Os governos do PS amedrontaram-se, mandato atrás de mandato, nos investimentos e na remodelação do Serviço Regional de Saúde, pelo que, assistir, agora, aos comunicados do PS a acusar o actual governo de falta de investimentos no HDES, apetece perguntar o que andaram a fazer durante 24 anos em que foram governo.
Pior do que isso: em Abril de 2013 foi posta à consulta pública uma proposta para um Centro Hospitalar dos Açores, já pensando no que íamos ter nos dias de hoje, mas devido às tais pressões políticas – que vemos novamente hoje -, o projecto foi retirado em Setembro de 2013, após a consulta pública.
Era uma proposta profunda para a reestruturação do Serviço Regional de Saúde que, se tivesse sido implementada na altura, hoje não teríamos os problemas que estamos a ter no sector.
Não foi por falta de planeamento, mas por falta de ambição, tal e qual os tempos que estamos a viver hoje.
As linhas estratégicas da reforma de então assentavam em mudanças a efetuar no Serviço Regional de Saúde dos Açores, ao nível das diferentes redes de cuidados, sem nunca esquecer a realidade geográfica e populacional do arquipélago.
Era tida em conta a qualidade assistencial proporcionada pelo sistema, “sendo certo que quanto menor for a casuística, menor a capacidade técnica para a resolver”.
A reflexão, com mais de 60 páginas, proponha-se desenvolver “uma estrutura de gestão para os hospitais dos Açores com uma equipa única e objetivos comuns”, coisa que o Serviço Nacional de Saúde está agora a criar com a Direcção Executiva no Continente.
O documento já reconhecia que “a dispersão de estruturas de gestão, onera o sistema, não só pelo número de profissionais necessários, mas, principalmente, pelo estabelecimento de diferentes metodologias de gestão, impedindo a implementação de medidas de forma transversal e potenciando a aquisição paralela, daquilo que teria um valor unitário diferente. Acresce que, sem essa perspetiva, torna-se mais difícil estabelecer uma economia de escala”.

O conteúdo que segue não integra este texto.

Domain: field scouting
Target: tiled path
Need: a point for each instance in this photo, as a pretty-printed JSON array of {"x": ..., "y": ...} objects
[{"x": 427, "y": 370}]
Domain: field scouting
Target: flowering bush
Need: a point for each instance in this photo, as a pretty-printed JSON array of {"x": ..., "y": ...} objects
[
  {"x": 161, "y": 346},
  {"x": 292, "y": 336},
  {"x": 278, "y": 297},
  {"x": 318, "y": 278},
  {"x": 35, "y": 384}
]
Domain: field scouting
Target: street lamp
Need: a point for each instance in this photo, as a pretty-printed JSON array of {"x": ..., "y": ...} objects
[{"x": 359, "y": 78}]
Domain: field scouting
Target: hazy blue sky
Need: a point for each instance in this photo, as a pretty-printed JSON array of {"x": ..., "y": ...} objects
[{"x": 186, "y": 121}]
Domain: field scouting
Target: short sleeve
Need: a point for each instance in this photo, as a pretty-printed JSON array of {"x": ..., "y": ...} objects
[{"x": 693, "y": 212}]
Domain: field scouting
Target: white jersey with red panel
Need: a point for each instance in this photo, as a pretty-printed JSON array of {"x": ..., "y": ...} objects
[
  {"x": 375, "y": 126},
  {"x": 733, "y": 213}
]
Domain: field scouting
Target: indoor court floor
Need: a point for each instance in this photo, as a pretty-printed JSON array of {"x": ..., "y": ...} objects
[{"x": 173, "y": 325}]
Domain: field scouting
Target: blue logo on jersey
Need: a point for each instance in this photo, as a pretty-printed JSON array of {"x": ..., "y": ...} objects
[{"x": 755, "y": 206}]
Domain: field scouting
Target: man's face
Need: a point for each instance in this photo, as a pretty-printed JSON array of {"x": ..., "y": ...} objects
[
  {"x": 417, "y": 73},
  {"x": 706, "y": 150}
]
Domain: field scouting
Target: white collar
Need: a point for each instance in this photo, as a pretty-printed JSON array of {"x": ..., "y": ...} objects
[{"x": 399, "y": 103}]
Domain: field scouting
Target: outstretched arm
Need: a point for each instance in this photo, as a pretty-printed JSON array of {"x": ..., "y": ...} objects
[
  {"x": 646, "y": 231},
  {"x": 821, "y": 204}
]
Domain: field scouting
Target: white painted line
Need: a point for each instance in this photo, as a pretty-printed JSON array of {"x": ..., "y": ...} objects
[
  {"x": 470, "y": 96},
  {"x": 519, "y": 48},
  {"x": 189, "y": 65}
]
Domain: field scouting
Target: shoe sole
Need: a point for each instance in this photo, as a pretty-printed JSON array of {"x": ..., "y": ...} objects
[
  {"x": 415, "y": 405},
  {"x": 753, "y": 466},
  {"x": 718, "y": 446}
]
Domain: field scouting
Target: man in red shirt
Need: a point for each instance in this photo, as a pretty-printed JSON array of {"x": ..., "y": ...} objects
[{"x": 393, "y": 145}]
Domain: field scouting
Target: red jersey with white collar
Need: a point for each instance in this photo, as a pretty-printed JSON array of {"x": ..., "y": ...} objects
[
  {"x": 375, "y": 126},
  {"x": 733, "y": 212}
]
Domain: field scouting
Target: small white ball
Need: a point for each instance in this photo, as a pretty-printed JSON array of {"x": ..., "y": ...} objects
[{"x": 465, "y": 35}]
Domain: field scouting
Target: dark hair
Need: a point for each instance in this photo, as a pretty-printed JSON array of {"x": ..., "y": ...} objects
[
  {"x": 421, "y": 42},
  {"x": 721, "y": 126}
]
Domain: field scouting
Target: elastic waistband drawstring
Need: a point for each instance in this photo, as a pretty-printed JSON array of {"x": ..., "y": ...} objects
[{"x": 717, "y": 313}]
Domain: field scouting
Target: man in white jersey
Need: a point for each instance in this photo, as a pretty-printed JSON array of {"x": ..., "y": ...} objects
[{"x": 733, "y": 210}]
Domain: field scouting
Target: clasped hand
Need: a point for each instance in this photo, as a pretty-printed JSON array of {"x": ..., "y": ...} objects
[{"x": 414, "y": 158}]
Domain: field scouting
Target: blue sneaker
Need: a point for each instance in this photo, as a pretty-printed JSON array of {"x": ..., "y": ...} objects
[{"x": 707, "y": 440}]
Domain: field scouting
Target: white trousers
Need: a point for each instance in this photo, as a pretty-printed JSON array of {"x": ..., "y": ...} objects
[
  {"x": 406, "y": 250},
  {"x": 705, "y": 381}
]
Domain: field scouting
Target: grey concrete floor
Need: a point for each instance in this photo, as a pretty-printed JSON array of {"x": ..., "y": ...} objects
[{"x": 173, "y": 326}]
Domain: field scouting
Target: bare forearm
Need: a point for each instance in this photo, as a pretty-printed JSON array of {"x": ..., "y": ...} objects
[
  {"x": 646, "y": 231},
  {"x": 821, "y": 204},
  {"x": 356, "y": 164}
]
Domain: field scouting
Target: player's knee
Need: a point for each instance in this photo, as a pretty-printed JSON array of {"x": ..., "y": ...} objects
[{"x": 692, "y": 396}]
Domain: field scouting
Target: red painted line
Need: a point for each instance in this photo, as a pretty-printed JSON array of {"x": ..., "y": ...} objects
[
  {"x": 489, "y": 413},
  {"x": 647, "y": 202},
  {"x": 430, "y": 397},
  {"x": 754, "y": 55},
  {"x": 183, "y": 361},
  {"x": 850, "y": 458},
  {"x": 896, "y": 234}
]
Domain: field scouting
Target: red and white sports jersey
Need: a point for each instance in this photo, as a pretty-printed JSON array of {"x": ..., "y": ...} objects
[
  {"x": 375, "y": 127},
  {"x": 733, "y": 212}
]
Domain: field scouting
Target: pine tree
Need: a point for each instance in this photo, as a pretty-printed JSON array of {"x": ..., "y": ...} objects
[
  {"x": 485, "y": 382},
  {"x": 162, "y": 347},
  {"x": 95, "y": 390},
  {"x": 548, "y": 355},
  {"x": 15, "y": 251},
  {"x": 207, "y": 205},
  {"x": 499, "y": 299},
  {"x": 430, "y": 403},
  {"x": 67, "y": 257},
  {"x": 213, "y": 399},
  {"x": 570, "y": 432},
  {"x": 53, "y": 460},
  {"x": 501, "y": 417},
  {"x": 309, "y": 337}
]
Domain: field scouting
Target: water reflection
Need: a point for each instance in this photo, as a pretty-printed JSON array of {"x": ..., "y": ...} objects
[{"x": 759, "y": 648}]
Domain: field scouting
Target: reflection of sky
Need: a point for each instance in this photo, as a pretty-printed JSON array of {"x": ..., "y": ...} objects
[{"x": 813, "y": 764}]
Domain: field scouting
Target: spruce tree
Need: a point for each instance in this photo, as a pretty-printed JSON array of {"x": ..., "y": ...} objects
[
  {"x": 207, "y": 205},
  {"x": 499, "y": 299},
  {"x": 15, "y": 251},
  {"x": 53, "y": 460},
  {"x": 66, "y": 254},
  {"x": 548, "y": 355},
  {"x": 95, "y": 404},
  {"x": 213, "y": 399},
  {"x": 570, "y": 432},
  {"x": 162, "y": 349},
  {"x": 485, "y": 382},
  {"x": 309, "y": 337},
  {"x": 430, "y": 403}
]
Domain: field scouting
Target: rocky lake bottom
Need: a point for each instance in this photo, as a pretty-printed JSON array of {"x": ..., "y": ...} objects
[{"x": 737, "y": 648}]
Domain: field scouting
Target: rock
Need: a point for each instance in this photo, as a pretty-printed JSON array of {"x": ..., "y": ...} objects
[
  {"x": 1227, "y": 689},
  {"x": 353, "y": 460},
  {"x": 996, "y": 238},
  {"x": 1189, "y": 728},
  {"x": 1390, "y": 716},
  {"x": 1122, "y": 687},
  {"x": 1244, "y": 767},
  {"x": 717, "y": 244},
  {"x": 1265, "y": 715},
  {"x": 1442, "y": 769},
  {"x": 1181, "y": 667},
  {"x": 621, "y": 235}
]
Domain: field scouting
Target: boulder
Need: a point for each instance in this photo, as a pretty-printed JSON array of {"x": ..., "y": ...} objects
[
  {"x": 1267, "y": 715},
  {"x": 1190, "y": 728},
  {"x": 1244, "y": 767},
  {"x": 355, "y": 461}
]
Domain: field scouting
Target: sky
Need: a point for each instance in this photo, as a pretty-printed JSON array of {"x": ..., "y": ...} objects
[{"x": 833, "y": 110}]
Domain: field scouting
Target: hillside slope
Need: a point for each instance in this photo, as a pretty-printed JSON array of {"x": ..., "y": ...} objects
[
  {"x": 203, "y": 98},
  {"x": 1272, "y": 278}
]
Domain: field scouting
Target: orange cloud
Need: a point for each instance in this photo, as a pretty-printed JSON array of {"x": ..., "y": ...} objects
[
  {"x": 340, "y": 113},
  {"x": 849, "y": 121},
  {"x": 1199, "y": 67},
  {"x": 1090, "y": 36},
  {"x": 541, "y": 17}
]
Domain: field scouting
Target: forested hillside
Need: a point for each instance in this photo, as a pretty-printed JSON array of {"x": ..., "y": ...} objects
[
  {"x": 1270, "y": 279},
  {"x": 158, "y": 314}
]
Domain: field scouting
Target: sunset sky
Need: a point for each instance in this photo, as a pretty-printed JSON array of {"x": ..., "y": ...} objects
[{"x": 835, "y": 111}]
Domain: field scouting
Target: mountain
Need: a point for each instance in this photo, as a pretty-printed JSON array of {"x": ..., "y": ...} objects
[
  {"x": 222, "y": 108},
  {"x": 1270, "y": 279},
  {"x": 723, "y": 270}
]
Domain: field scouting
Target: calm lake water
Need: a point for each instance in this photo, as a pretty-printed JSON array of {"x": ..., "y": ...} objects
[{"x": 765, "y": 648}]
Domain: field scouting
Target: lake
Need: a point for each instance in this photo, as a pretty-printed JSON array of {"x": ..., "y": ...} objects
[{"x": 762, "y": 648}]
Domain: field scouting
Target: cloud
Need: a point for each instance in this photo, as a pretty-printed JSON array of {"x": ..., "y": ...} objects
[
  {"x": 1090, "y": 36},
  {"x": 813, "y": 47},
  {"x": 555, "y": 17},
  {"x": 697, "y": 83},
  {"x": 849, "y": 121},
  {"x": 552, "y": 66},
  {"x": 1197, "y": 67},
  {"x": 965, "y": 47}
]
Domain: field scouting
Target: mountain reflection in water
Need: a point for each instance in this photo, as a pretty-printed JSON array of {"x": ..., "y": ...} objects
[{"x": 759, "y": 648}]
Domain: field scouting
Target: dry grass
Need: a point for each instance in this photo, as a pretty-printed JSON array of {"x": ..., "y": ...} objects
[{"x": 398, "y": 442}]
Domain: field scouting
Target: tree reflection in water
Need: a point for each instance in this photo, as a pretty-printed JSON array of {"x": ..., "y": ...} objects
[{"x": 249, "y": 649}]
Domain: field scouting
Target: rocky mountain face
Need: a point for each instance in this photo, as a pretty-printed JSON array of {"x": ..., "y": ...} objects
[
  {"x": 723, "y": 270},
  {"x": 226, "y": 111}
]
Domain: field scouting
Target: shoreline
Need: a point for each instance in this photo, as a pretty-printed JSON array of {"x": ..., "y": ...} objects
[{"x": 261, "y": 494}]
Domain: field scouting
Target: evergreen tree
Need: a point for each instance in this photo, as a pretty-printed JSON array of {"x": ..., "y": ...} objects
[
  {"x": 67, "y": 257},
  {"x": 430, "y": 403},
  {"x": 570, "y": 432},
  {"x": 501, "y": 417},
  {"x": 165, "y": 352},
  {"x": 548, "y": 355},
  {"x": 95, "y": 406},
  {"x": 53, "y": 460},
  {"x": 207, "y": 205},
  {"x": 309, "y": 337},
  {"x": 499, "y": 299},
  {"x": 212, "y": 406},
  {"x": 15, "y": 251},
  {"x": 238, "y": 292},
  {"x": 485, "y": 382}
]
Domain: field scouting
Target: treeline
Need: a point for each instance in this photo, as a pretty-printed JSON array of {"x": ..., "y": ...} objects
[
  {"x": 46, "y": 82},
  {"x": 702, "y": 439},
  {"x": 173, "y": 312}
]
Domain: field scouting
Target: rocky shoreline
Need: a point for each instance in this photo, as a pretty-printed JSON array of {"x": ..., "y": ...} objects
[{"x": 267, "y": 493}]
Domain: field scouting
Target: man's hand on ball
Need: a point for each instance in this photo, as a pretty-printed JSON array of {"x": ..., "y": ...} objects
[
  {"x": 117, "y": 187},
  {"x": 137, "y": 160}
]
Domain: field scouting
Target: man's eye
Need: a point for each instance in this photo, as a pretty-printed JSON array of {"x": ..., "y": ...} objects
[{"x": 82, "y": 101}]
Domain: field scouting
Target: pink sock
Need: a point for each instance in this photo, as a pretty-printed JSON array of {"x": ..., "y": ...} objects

É por isso que o sector é cronicamente subfinanciado. Não há dinheiro que acuda a um sector totalmente desarticulado, com cada unidade a autogerir-se como muito bem entende.
Também por isso, era reconhecido que, “ao nível dos recursos humanos, um planeamento elaborado na perspetiva regional com atenção particular à especificidade e condicionalismos de cada uma das nossas ilhas, potencia os ganhos globais do sistema, não apenas na perspetiva da eficácia e produtividade da sua ação, mas também da otimização dos recursos disponíveis na Região”.
Nada se fez. Perdemos tantas oportunidades nestes últimos anos.
O sistema de saúde na Madeira soube reestruturar-se e, por isso, está mais eficiente do que o nosso.
O do Continente anda à procura de um caminho para salvar o caos que por lá anda.
Nós, por cá, em vez de nos unirmos à procura, também, de uma reforma para o sector, aproveitando o que, infelizmente, aconteceu no HDES, andamos todos às turras, uns contra os outros, a acusar quem não fez investimentos, ilhas contra ilhas, administrações hospitalares contras administrações hospitalares, a ver quem leva mais equipamentos, e até já se fazem comícios com tudo isto nos partidos.
Andamos todos focados com comissões de inquérito e outras perseguições, insultando-nos uns aos outros e esquecemos o essencial no meio deste turbilhão: os doentes!
Qual é o papel dos doentes perante esta discussão?
Nenhum! São atirados para as listas de espera, num longo e desesperado sofrimento, sem atendimento nos tempos certos, sem palavra, sem poder de participação e confinados aos estreitos corredores da poderosa burocracia do sistema.
É por tudo isto que não vamos lá.
A Saúde na nossa região vai continuar com a mesma doença crónica de anos, a sofrer de partidarite aguda, mesmo que nos apresentem diagnósticos muito bonitos e com investimentos ao retardador, sempre num conceito de remendar em vez de reformar.
Deixem os técnicos do sector falarem, darem as suas ideias, apresentarem os seus projectos, mesmo que tenhamos de revisitar o que já foi diagnosticado e projectado, mas nunca concretizado.
Em resumo, mais técnica e menos política.
Mais cidadania e menos cegueira partidária.